Rice University and Texas Children's Hospital scientists are using stem cells from amniotic fluid to promote the growth of robust, functional blood vessels in healing hydrogels.
In new experiments, the lab of bioengineer Jeffrey Jacot combined versatile amniotic stem cells with injectable hydrogels used as scaffolds in regenerative medicine and proved they enhance the development of vessels needed to bring blood to new tissue and carry waste products away.
The results appear in the Journal of Biomedical Materials Research Part A.
Jacot and his colleagues study the use of amniotic fluid cells from pregnant women to help heal infants born with congenital heart defects. Such fluids, drawn during standard tests, are generally discarded but show promise for implants made from a baby's own genetically matched material.
He contends amniotic stem cells are valuable for their ability to differentiate into many other types of cells, including endothelial cells that form blood vessels.
"The main thing we've figured out is how to get a vascularized device: laboratory-grown tissue that is made entirely from amniotic fluid cells," Jacot said. "We showed it's possible to use only cells derived from amniotic fluid."
In the lab, researchers from Rice, Texas Children's Hospital and Baylor College of Medicine combined amniotic fluid stem cells with a hydrogel made from polyethylene glycol and fibrin. Fibrin is a biopolymer critical to blood clotting, cellular-matrix interactions, wound healing and angiogenesis, the process by which new vessels branch off from existing ones. Fibrin is widely used as a bioscaffold but suffers from low mechanical stiffness and rapid degradation. Combining fibrin and polyethylene glycol made the hydrogel much more robust, Jacot said.

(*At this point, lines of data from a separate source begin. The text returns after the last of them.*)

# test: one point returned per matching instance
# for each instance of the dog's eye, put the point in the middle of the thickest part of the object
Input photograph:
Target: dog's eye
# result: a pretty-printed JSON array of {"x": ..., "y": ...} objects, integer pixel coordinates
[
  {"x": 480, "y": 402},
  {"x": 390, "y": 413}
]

The lab used vascular endothelial growth factor to prompt stem cells to turn into endothelial cells, while the presence of fibrin encouraged the infiltration of native vasculature from neighboring tissue.
Mice injected with fibrin-only hydrogels showed the development of thin fibril structures, while those infused with the amniotic cell/fibrin hydrogel showed far more robust vasculature, according to the researchers.

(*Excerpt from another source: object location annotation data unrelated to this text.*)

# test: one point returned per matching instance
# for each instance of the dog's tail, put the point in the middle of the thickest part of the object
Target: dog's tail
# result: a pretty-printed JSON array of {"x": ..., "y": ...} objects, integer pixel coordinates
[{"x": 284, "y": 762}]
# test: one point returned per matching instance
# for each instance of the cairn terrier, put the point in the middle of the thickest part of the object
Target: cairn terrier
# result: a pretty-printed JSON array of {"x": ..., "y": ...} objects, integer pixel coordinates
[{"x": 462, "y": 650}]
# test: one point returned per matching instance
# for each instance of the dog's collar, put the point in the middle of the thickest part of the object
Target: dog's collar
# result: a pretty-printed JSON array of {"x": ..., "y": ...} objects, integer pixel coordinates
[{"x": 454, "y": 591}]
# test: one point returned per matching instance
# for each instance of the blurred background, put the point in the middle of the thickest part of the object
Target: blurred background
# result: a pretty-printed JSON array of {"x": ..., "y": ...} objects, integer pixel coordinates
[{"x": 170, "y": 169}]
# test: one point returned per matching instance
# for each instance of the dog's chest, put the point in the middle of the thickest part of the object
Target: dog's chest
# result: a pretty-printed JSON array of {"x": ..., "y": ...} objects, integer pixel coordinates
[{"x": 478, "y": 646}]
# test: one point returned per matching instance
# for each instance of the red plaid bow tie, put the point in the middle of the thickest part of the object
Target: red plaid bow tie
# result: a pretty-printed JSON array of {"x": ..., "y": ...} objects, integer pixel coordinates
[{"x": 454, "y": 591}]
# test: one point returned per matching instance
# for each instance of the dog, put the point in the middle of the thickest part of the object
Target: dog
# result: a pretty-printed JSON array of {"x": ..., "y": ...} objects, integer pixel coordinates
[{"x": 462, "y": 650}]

Similar experiments using hydrogel seeded with bone marrow-derived mesenchymal cells also showed vascular growth, but without the guarantee of a tissue match, Jacot said. Seeding with endothelial cells didn't work as well as the researchers expected, he said.
The lab will continue to study the use of amniotic cells to build biocompatible patches for the hearts of infants born with birth defects and for other procedures, Jacot said.
Rice alumnus Omar Benavides, now a senior product development engineer at Procyrion, is lead author of the paper. Co-authors are Rice undergraduates Abigail Brooks and Sung Kyung Cho; Rice alumnus Jennifer Petsche Connell, now a researcher at Houston Methodist Hospital Research Institute, and Rodrigo Ruano, co-director of the Texas Children's Hospital Fetal Center and a professor at Baylor College of Medicine.
Jacot is an associate professor of bioengineering at Rice, director of the Pediatric Cardiac Bioengineering Laboratory at the Congenital Heart Surgery Service at Texas Children's and an adjunct assistant professor at Baylor College of Medicine.